House Republicans turned the screw this week on President Barack Obama’s attempts to shutter the Guantanamo Bay prison before he leaves office.

They even went so far as to declare in legislation that not a single prisoner may leave there.

In Thursday’s debate on the $575.8 billion Defense spending bill (HR 5293), the House adopted, 226-194, an amendment by Republicans Mike Pompeo of Kansas and Ron DeSantis of Florida that would block funding for the office of Obama’s special envoy in charge of closing the Cuban prison.

Then the chamber voted, 245-175, for an amendment by Colorado Republican Doug Lamborn that would prevent any money being spent to even study U.S. sites that might be alternative places to house Guantanamo’s detainees.

Those votes came on the heels of the House’s adoption of an even more sweeping amendment by voice vote on Wednesday night. Written by North Carolina Republican Richard Hudson, the provision would, if enacted, be the most complete block yet on moving prisoners out of Guantanamo.

The one-sentence amendment would simply bar the use of funds in the bill to transfer detainees from Guantanamo anywhere. The amendment would ensure that the 30 prisoners (out of 80) who have been approved to be let out would not go anywhere.

“We’re at war with radical Islamic extremists, yet our commander-in-chief is so focused on closing Guantanamo Bay that he ignores the danger posed by the terrorists detained there now who have been cleared for release,” said Hudson on the House floor Wednesday ahead of the vote.

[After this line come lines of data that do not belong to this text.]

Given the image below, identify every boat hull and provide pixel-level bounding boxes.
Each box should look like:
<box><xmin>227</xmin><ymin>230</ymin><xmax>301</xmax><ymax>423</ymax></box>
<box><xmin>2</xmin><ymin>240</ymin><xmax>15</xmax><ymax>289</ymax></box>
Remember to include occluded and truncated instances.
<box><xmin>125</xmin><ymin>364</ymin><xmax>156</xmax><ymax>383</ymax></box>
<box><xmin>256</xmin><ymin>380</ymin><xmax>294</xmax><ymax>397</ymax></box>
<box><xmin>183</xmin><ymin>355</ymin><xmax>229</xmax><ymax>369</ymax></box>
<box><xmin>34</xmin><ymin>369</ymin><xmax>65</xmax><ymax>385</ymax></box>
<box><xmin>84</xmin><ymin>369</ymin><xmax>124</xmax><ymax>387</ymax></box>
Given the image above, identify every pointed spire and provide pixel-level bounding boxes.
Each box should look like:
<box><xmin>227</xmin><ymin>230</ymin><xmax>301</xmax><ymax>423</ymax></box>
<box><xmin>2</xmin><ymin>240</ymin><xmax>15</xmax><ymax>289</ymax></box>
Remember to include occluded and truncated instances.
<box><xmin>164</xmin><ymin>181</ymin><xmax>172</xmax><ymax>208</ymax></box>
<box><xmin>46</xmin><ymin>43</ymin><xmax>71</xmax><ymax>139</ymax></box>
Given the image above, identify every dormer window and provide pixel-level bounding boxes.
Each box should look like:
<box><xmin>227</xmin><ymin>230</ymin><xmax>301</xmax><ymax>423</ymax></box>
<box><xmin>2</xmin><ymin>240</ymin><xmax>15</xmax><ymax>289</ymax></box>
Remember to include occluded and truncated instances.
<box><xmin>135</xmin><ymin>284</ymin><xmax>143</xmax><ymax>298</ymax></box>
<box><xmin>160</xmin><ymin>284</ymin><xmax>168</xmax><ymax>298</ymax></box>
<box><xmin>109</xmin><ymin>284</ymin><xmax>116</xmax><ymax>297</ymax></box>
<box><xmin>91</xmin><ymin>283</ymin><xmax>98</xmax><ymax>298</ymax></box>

In response, New York Democrat Jerrold Nadler decried the amendment.

“It’s clearly unconstitutional, it’s clearly immoral and it’s against everything we stand for,” Nadler said.

“Even if you find someone’s innocent,” Nadler added, “he must stay in jail forever.”

Christopher Anders, deputy director of the Washington Legislative Office of the American Civil Liberties Union, agreed with Nadler’s assessment.

“Not only is it wrong for Congress to ban even cleared detainees who have never been charged or convicted of a crime from leaving, but it is also unconstitutional,” Anders said in an email to CQ. “It is a clear violation of the constitutional prohibition on bills of attainder — when Congress tries to act as judge and jury, rather than lawmakers.”

Veto Threat

Anders and other experts believe the more moderate Senate will probably not accept the Hudson amendment as is. But if the provision were to survive in the final bill, Anders predicted, a White House veto would be “certain.”

Indeed, the White House has previously threatened to veto other bills over less complete restrictions on transferring detainees from Guantanamo.

And the president’s advisers have already threatened to veto the House bill at issue, the fiscal 2017 Pentagon spending measure, citing a number of concerns, including four Guantanamo provisions that were in it before the three amendments were added. These included now-familiar restrictions on building prisons in the United States to house Guantanamo prisoners and limits on allowable transfers to other countries.

“Operating the detention facility at Guantanamo weakens our national security by draining resources, damaging our relationships with key allies and partners, and emboldening violent extremists,” the White House Office of Management and Budget said in a June 14 Statement of Administration Policy on the bill. “These provisions are unwarranted and threaten to interfere with the Executive Branch’s ability to determine the appropriate disposition of detainees and its flexibility to determine when and where to prosecute Guantanamo detainees based on the facts and circumstances of each case and our national security interests.”

Myles B. Caggins III, a spokesman for the White House’s National Security Council, said in an email to CQ Thursday that the administration wants “to work with Congress to find a solution to close Guantanamo.”

“The Administration has continued to reduce the population of detainees by responsible transfers to foreign countries for detainees who have been designated for transfer; prosecutions of detainees who can be prosecuted; providing the remaining detainees not designated for transfer with periodic reviews to assess whether their continued detention remains necessary; and exploring individualized disposition options for the remaining detainees,” Caggins said.